Financial commitment is forecast to go up by an average of 45% per annum over the next five years, far more than the 17% invested in compliance as a whole, reflecting a rapid change far away from traditional compliance options.
The Regulatory Compliance Paradox
The aggregated expense of regulatory compliance around the financial business sector is approaching $80BN globally. Yet compliance specific risks continue being at all-time highs.
Why would this be? Solely due to new regulations recommended immediately after the 2008 financial crisis mandate firms to gather, aggregate and
report unprecedented amounts of data, and combine complicated principles into their business operations. And yes, these rules are open to diverging translations and not consistently harmonised globally. But at the source of the enigma is the industry’s severe state of technology fragmentation: often within a single organisation, the same data is presented in many different ways using many different systems.

This can commonly cause highly complex regulatory setups that have escalated in to uninhibited costs, even so without having certainty of compliance: exactly how do you prove obedience to a rule, when the reasoning is hidden deep into a maze of inconsonant systems? This opacity at the same time challenges regulators’ supervisory mandate and might potentially affect market transparency.
Having this rise in complication and antiquated systems showing the existentialist and antique beliefs, it is predicted that RegTech will represent 40% of businesses total compliance spending by the year 2023.
The conclusions arrive as businesses start adhering to General Data Protection Regulation (GDPR), which came into law earlier this year and could possibly hit companies with fines worth up to 4% of their global annual turnover.

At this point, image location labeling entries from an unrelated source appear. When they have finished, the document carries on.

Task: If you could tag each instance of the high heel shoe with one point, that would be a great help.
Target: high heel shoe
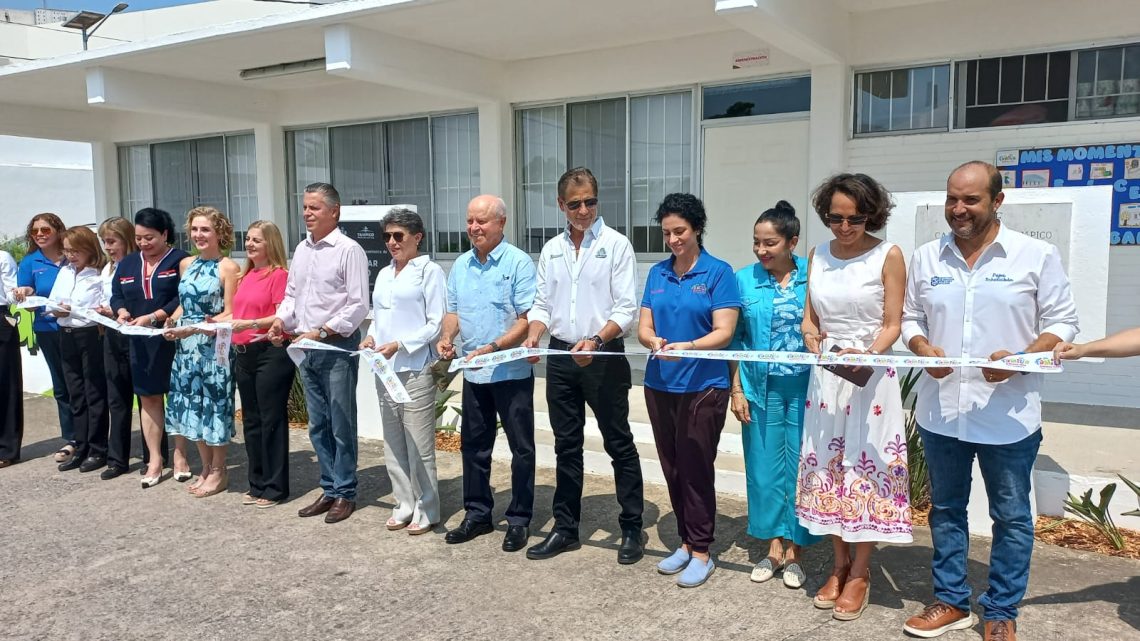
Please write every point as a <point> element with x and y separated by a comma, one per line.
<point>825,598</point>
<point>151,481</point>
<point>853,584</point>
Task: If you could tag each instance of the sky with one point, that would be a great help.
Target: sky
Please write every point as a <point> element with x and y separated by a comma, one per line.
<point>100,6</point>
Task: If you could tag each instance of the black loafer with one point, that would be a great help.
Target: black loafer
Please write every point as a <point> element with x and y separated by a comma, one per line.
<point>73,463</point>
<point>515,538</point>
<point>467,530</point>
<point>554,544</point>
<point>92,463</point>
<point>112,472</point>
<point>630,550</point>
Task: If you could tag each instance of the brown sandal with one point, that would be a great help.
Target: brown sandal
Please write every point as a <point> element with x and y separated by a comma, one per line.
<point>832,589</point>
<point>852,587</point>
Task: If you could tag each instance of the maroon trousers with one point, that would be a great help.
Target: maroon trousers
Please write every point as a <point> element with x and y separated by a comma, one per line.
<point>686,428</point>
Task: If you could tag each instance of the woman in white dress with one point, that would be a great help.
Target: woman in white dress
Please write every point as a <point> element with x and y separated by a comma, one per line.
<point>853,476</point>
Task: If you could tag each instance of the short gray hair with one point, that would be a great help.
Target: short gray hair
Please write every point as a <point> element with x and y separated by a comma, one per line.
<point>404,217</point>
<point>326,191</point>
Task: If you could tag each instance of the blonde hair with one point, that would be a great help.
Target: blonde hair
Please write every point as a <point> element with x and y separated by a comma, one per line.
<point>275,246</point>
<point>222,227</point>
<point>83,240</point>
<point>122,228</point>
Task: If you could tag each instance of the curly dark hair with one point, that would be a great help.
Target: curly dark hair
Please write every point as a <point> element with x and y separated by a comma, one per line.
<point>871,199</point>
<point>689,208</point>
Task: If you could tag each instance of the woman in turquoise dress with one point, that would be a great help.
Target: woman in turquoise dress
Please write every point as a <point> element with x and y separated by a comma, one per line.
<point>768,399</point>
<point>200,406</point>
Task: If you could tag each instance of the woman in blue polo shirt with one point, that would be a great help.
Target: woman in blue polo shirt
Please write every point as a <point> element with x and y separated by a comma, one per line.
<point>691,302</point>
<point>768,399</point>
<point>35,276</point>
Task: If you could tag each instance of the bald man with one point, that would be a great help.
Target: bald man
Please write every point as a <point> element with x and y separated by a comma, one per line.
<point>489,292</point>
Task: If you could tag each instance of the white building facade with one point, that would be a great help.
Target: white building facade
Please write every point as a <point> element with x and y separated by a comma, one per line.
<point>741,102</point>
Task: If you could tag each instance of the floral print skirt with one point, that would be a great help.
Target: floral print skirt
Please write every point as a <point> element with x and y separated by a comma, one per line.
<point>853,477</point>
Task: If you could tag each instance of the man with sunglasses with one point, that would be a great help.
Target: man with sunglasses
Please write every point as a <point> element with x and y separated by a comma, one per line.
<point>984,291</point>
<point>489,292</point>
<point>586,298</point>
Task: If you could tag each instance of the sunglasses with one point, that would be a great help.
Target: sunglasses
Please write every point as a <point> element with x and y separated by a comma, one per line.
<point>837,220</point>
<point>573,205</point>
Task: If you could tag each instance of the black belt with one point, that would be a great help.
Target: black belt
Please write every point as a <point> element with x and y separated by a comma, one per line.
<point>616,345</point>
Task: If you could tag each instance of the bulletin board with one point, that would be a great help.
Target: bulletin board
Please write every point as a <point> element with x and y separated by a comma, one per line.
<point>1117,165</point>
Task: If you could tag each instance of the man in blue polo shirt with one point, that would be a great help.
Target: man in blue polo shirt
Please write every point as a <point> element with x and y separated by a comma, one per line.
<point>489,292</point>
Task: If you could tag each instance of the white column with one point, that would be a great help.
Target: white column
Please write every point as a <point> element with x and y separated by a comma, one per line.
<point>105,171</point>
<point>273,192</point>
<point>827,139</point>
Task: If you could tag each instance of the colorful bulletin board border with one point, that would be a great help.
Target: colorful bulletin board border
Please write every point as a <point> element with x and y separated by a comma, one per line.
<point>1082,165</point>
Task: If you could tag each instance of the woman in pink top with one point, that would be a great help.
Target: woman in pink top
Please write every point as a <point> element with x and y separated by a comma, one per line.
<point>263,373</point>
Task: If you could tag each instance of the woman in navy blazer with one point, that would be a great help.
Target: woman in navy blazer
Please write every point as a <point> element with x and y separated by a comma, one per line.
<point>145,293</point>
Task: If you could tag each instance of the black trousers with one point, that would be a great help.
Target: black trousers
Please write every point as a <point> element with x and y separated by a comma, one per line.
<point>604,387</point>
<point>513,402</point>
<point>265,375</point>
<point>121,403</point>
<point>11,390</point>
<point>81,359</point>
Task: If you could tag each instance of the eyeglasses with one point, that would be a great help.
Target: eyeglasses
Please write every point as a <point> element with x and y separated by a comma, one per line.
<point>573,205</point>
<point>837,220</point>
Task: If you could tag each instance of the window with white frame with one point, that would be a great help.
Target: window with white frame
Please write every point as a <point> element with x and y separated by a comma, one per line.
<point>429,162</point>
<point>902,99</point>
<point>1108,82</point>
<point>178,176</point>
<point>638,147</point>
<point>1014,90</point>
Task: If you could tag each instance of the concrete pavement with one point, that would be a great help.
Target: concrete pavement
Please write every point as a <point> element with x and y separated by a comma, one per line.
<point>90,559</point>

“Any heavily regulated business sector not prioritising RegTech adoption would risk damaging fines from failing to keep pace with regulatory changes,” Juniper warned.

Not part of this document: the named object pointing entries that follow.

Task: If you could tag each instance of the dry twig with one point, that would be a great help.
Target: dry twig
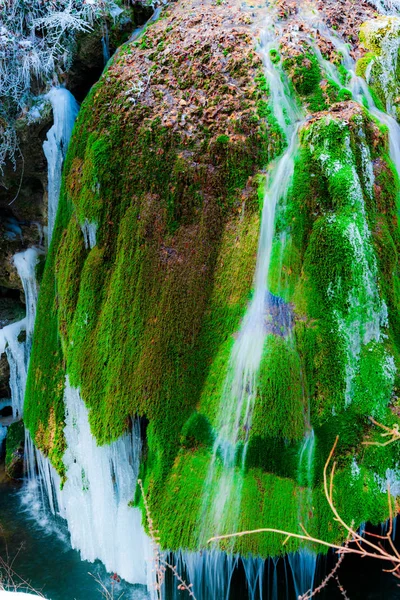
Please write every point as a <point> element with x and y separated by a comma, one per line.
<point>363,546</point>
<point>160,563</point>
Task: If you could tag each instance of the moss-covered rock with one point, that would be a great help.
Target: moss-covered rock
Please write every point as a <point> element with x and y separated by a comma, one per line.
<point>15,450</point>
<point>166,165</point>
<point>381,65</point>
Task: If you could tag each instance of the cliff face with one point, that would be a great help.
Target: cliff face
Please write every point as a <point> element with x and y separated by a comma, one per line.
<point>151,269</point>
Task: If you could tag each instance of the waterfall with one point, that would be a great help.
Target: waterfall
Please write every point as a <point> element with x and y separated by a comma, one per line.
<point>240,388</point>
<point>13,341</point>
<point>306,460</point>
<point>96,497</point>
<point>89,231</point>
<point>65,111</point>
<point>360,92</point>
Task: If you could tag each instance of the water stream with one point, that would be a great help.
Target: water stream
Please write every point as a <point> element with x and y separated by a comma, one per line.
<point>91,517</point>
<point>240,388</point>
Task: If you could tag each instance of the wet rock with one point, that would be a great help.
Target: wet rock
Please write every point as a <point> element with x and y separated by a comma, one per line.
<point>278,315</point>
<point>4,377</point>
<point>15,450</point>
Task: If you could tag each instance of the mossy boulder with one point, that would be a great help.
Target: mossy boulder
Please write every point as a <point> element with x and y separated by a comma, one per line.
<point>381,37</point>
<point>15,450</point>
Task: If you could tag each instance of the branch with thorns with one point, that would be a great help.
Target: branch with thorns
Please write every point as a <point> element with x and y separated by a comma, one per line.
<point>355,543</point>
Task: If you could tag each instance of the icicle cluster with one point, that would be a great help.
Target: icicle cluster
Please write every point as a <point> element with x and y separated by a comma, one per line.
<point>36,45</point>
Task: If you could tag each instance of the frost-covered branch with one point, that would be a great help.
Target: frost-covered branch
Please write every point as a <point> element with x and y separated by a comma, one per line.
<point>37,42</point>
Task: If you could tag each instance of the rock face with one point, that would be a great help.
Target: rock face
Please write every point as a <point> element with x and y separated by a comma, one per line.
<point>15,450</point>
<point>167,168</point>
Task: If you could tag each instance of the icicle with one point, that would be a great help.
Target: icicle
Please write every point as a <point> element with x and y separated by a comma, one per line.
<point>303,565</point>
<point>3,434</point>
<point>95,499</point>
<point>65,111</point>
<point>89,231</point>
<point>18,350</point>
<point>25,263</point>
<point>240,388</point>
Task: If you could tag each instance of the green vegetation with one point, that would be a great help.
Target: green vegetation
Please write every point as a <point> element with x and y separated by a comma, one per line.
<point>144,322</point>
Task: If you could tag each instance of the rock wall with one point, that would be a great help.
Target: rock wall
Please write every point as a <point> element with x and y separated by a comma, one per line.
<point>151,268</point>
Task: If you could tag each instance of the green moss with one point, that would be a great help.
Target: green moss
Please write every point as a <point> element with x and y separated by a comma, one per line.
<point>144,323</point>
<point>14,442</point>
<point>363,63</point>
<point>197,432</point>
<point>280,406</point>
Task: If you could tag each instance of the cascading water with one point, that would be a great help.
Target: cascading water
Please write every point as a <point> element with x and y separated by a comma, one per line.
<point>65,111</point>
<point>96,498</point>
<point>13,342</point>
<point>240,388</point>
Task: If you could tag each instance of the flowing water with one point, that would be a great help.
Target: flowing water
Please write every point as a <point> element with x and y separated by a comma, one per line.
<point>91,517</point>
<point>16,338</point>
<point>240,388</point>
<point>95,499</point>
<point>65,111</point>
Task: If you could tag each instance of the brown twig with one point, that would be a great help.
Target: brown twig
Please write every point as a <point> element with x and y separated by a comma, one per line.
<point>160,563</point>
<point>356,544</point>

After checking multiple technologies for estimated timescale of consequences and costs barriers, Juniper concluded that cloud computing is currently one of the most disruptive force in the RegTech sector.
The most recent report argues that transitioning to cloud-based compliance is a “crucial precursor” to other regulatory modern technology approaches, for instance, artificial intelligence and big data.
“Unless businesses effectively plan the correct cloud deployments, they will struggle to utilise the advanced technologies required to meet future compliance challenges,” Juniper said.
This comes after Claranet UK found that over half of the UK’s financial sector is at this time struggling to understand and act upon the customer data they accumulate.
Legacy systems are considered to be one of the main reasons behind the findings, with cloud technologies indicated as a way of remedying the predicament. Traditional spreadsheet systems have lots of inherent risks and need to be migrated to a more powerful and scalable system, because as we all know, if we don’t grow; our businesses, continue to adapt to new ways of operating, our business will become hardly a footnote in history.